In the clammy light of dawn, the view had all but disappeared. A fog bank had rolled in far below, curling into ravines, turning solitary hillocks into islets, and washing in slow-moving waves against the implacable black rocks. Shivering with cold, a warming cup of
maté
clasped between his hands, Darwin entertained the thought that the caves and bays of Tierra del Fuego must look like this from the air. Even as he shared the observation with himself, a gentle, rippling sea breeze caused the fog to eddy and break upon a shell-terrace far below, like a wave furling upon a beach.
Suddenly, his blood seemed to stand still in his veins. His heart felt as if it had stopped. His hands fell limp, and the cup of
maté
tumbled soundlessly to the grass at his feet. The answer - the answer to everything - had come to him so suddenly he almost believed for a moment that he had been shot. The shell-terraces were
beaches
. Each terrace was a beach. Each one had been wrenched into the air by an earthquake - a big earthquake, not the constant, minuscule tremors that plagued the inhabitants of Valparayso. The mountains were indeed rising from the sea. But they weren’t doing it gradually. They were doing it in a series of violent lurches. They hadn’t stopped rising - they were still doing it. Much of the uplift had occurred within the lifetime of man. That was why he had found pottery. It was why so few animals lived here - it was new country. Lyell was wrong. FitzRoy was wrong. The Bible was wrong. He - Charles Darwin - had the answer. How he burned with excitement, with pride, and with an overwhelming sense of
ownership
of this amazing, incredible idea.
‘Is everything all right, sir?’ Covington had spotted the teacup at his master’s feet.
‘Yes - no ... That is, everything’s fine.’

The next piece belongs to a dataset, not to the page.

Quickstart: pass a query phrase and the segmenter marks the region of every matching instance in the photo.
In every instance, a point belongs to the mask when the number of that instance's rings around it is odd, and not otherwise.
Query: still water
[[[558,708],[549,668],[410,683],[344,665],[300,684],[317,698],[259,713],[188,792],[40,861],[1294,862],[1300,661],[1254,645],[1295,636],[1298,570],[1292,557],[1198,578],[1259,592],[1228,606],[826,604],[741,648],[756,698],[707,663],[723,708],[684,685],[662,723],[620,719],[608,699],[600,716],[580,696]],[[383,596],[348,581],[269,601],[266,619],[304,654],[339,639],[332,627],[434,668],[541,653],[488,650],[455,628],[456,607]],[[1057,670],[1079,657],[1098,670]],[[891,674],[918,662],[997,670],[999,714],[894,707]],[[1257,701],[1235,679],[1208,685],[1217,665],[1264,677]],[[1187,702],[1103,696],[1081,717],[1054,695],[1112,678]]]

Dare he try to share his discovery with the mule-headed Covington? How he wished that FitzRoy were here. How he wished he could send a semaphore telegraph, right this minute, all the way to Henslow in Cambridge.
Dare
he try?
‘Do you see these shell-terraces on the mountain slopes?’ he began.
‘Shell-terraces, sir?’
‘Yes. Shell-terraces. Do you see how they rise, in steps?’
‘Steps, sir?’
‘Yes. Steps. They ... Oh, never mind.’
‘I’m sorry sir, I don’t — ’
‘Go and ... go and pack up my linen. I shall be there directly.’
‘Aye aye sir.’
Still bewildered as to where he had gone wrong, Covington stomped off to see to his master’s bedding.
 
‘As for London - what is London? We can do anything in my country.’

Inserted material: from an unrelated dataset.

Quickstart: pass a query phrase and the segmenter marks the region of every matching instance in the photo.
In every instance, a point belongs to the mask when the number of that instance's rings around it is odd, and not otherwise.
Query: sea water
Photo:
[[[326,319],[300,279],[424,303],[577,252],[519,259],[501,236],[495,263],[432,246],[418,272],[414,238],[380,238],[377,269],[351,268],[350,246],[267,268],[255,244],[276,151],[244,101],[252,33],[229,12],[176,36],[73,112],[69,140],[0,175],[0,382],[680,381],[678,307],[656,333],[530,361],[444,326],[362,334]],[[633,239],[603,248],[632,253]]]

This man Should meet Lieutenant Sulivan
, thought Darwin. His chest pulled taut and his head feeling light from the altitude, he sat upon a wrought-iron chair at the centre of a sunlit lawn, drinking chardonnay with Mr Dawlish, a mine-owner from Cornwall.

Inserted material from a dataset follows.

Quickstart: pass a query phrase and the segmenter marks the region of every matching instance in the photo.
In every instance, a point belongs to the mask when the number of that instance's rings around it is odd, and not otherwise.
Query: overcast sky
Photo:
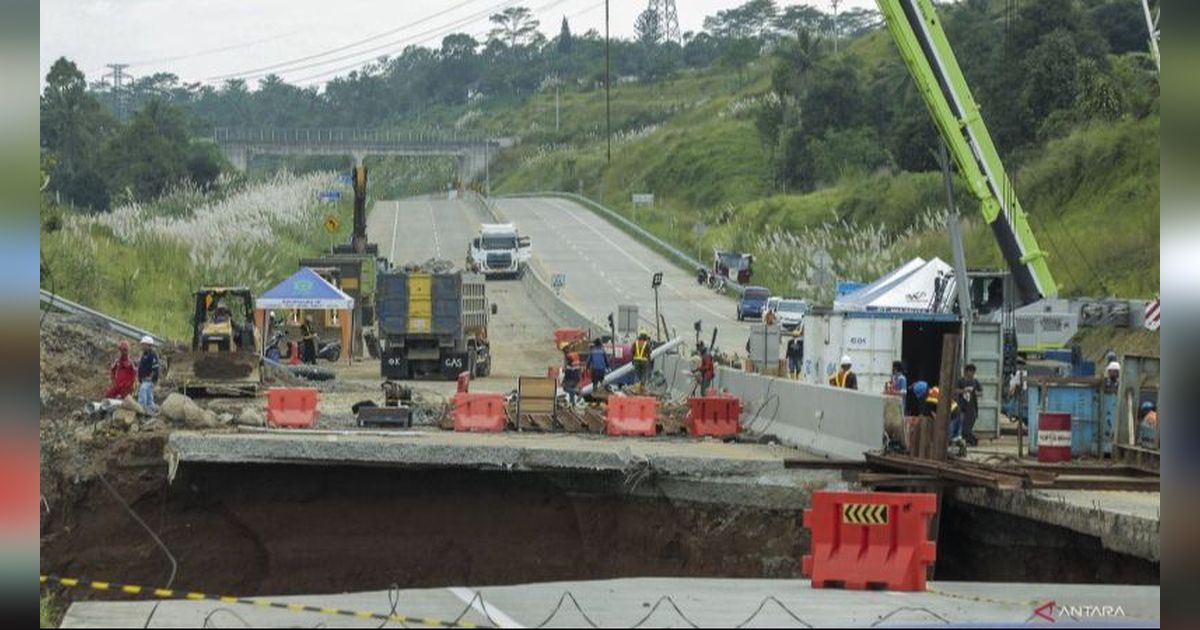
[[[705,16],[743,2],[676,0],[680,29],[698,31]],[[613,36],[630,36],[647,4],[611,0]],[[830,10],[829,0],[778,4]],[[514,5],[533,9],[547,37],[558,33],[563,16],[575,33],[604,32],[603,0],[41,0],[41,76],[65,56],[89,81],[107,73],[106,64],[127,63],[134,76],[165,71],[186,82],[219,83],[241,74],[254,85],[274,70],[289,82],[322,84],[410,44],[436,47],[447,33],[482,38],[487,16]],[[873,8],[875,2],[842,0],[840,6]],[[295,63],[277,66],[285,62]]]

‘You have never been to London, I take it?’
‘Of course not,’ said Dawlish. ‘Whatever for would I wish to visit London? What is London?’
‘What indeed?’ said Darwin, for the avoidance of argument.
At the edge of the lawn, where ugly mounds of scarred earth formed primitive ramparts about an ink-dark mineshaft, a wiry, sweat-bathed Chilean miner in a leather apron emerged blinking into the light. He stood shaking on the rim of the shaft, ribs protruding, nostrils distended, muscles quivering, knees trembling with exertion. On his bare back, a two-hundred-pound load of copper ore strained against his shoulder-straps. He stared at the seated pair boldly from beneath his tight-fitting scarlet skullcap. Unsure how to respond, Darwin waved back limply, a gesture he regretted the moment he had made it.
‘The shaft is four hundred and fifty feet deep,’ explained Mr Dawlish, to account for the miner’s shaking knees.